Y el arte, al fin, que aquí también tiene sede y atril de nota: ermitas de gran aparato pétreo, ‑no es la menor la de la Virgen de Castejón, vigilante hoy de «los Cuatro Caminos»‑ y la iglesia parroquial, donde el arte manierista de nuestro siglo XVII cuajó en la curiosa portada trazada por Pedro de Villa. Su interior, recio y frío se llena con algunas notas de elevado interés, llevando la palma, sin lugar a dudas, ese «Cristo recogiendo sus vestiduras» que pintó Zurbarán en 1661, en uno de sus claroscuros más sorprendentes y patéticos. Pieza digna de figurar en la mejor pinacoteca del mundo, y  que expresa las cotas altísimas de la pintura hispana en el Siglo de Oro, inalcanzadas hasta ahora. Un Cristo en talla de Pedro de Mena, y algunas estatuas yacentes y escudos nobiliarios completan el repertorio de arte mueble de esta iglesia jadraqueña, en la que da su presencia y su presidencia dorada el gran retablo barroco.

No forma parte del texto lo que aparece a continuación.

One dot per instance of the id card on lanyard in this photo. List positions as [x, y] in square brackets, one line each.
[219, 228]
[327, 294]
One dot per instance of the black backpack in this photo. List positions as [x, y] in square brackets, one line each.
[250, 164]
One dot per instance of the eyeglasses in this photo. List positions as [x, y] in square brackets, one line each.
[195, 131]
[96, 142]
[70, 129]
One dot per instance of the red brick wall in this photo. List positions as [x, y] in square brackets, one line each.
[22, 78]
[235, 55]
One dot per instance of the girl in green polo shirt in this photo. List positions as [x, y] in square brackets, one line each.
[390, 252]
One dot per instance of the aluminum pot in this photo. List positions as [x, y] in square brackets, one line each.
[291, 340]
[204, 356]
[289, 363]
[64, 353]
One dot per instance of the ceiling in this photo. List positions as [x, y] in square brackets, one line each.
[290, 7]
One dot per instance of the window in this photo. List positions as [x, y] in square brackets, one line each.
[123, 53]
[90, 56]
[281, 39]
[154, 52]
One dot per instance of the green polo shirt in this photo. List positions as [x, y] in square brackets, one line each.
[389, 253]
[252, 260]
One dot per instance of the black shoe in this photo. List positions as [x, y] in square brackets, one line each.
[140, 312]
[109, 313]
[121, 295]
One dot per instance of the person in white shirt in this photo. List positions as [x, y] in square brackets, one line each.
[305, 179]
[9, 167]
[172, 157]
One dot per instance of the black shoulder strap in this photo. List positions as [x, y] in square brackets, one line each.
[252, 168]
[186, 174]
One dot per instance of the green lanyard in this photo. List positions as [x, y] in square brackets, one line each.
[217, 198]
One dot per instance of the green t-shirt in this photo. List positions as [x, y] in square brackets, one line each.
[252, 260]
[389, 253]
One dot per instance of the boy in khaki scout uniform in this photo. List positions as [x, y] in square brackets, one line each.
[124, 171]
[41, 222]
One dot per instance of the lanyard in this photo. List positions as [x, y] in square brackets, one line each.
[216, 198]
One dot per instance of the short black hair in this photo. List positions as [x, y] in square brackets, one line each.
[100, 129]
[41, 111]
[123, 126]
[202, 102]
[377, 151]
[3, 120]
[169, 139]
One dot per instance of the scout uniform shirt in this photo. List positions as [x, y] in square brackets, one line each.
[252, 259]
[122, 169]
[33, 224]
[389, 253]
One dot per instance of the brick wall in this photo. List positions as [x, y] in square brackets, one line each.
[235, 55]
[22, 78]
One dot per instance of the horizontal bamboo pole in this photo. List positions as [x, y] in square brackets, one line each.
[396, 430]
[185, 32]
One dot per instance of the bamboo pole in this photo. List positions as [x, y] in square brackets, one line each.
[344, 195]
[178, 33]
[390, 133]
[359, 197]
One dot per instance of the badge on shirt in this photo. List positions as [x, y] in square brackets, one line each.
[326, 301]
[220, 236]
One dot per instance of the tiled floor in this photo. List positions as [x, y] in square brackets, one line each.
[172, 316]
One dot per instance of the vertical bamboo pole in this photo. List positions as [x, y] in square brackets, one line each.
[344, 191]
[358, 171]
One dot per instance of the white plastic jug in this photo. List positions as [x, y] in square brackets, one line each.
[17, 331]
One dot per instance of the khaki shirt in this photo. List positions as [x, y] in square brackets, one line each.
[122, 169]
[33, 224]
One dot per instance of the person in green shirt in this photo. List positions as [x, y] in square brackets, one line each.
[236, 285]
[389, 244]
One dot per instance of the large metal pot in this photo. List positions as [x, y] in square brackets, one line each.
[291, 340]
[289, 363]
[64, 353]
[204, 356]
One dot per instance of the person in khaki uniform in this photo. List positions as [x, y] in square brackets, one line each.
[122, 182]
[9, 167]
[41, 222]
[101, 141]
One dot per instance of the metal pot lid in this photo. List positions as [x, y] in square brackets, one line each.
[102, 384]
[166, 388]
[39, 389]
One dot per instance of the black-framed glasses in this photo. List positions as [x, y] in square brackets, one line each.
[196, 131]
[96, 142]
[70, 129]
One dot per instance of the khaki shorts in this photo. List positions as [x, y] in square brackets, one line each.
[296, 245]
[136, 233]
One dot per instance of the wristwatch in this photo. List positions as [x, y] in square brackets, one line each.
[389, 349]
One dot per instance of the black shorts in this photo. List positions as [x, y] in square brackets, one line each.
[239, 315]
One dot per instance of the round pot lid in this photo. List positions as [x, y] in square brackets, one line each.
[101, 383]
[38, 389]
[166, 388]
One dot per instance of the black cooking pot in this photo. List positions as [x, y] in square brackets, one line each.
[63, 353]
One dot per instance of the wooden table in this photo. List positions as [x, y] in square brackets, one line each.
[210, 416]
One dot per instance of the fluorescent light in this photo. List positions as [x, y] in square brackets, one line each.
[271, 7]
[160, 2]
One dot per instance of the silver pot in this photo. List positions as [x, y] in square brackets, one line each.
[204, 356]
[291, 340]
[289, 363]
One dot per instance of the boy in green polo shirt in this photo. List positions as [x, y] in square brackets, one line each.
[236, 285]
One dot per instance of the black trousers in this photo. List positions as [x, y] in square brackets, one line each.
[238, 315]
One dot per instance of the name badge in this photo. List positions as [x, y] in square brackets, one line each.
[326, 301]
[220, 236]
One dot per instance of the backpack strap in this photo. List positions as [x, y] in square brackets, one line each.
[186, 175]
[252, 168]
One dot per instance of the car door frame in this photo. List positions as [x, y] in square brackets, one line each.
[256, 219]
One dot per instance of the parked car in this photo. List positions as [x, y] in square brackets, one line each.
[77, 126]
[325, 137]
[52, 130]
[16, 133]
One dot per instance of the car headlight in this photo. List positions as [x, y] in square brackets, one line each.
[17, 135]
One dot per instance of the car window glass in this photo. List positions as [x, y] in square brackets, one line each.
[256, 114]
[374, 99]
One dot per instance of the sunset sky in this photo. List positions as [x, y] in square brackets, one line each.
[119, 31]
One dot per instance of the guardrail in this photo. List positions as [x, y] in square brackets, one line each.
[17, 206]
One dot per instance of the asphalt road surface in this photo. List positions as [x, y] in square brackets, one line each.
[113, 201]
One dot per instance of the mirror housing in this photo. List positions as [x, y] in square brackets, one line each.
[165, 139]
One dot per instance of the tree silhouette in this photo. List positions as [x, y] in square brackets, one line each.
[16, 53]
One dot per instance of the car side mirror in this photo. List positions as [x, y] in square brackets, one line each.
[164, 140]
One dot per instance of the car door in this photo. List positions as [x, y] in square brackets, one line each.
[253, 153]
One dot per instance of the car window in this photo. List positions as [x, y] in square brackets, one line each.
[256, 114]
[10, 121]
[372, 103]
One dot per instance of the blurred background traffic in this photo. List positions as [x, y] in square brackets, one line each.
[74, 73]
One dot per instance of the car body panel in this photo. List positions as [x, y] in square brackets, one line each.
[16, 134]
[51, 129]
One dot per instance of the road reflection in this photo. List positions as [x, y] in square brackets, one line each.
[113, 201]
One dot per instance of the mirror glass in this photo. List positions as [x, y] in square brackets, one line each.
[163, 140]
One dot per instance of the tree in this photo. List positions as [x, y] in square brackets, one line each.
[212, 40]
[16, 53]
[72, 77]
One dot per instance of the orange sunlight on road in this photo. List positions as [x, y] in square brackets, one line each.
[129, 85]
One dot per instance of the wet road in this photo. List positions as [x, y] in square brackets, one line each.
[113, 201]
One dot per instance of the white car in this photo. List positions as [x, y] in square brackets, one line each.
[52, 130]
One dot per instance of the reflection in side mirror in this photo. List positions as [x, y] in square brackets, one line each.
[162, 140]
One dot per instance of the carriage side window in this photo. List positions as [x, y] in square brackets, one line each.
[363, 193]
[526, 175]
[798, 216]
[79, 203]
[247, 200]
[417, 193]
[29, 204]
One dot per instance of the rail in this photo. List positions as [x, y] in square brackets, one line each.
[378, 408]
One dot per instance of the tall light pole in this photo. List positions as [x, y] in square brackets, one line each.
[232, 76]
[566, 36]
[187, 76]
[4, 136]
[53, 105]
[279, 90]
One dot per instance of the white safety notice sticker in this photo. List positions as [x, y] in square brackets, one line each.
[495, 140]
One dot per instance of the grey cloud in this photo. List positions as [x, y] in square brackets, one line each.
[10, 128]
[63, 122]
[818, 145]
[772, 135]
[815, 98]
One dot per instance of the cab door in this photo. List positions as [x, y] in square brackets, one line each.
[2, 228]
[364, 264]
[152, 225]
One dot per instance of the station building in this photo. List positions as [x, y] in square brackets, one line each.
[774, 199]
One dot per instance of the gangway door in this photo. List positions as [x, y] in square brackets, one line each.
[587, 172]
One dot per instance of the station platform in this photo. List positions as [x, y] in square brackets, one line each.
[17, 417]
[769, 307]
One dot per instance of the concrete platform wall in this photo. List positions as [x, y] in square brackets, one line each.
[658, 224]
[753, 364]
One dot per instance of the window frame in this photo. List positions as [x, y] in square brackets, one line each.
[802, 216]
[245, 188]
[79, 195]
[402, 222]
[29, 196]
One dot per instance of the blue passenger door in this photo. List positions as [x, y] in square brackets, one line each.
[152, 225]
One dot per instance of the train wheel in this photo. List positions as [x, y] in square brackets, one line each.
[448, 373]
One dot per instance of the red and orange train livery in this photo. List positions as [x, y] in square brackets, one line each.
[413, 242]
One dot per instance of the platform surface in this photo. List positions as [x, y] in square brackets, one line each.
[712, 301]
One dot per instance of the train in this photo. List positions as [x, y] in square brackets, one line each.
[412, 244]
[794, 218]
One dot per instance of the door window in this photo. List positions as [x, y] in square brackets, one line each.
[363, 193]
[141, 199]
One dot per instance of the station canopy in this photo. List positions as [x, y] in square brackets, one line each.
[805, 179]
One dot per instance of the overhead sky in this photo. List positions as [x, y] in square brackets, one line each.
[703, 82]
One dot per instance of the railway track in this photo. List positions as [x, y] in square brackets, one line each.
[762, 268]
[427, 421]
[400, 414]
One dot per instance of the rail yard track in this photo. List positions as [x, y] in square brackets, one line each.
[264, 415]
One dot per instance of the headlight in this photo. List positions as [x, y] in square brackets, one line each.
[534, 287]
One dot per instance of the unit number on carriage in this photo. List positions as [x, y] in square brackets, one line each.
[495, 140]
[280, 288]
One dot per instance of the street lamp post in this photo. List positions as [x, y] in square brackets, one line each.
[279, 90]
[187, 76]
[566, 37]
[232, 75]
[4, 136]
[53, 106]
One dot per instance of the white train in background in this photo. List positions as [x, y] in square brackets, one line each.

Estas notas, trazadas con la urgencia de un anuncio, pues tratan de convocar mañana en Jadraque a cuantos hacen de la provincia de Guadalajara uno más entre sus seres queridos, quieren ser sólo la pauta, el guión, la palabra primera de un recorrido largo y denso, pleno en satisfacciones y sorpresas. Pues Jadraque es hondón y es alta peña a un mismo tiempo, no cabe duda que tiene posibilidades de guardar un interés muy grande para todos. Lo ha hecho en el pasado, y lo hará en adelante, en permanente lección de vida.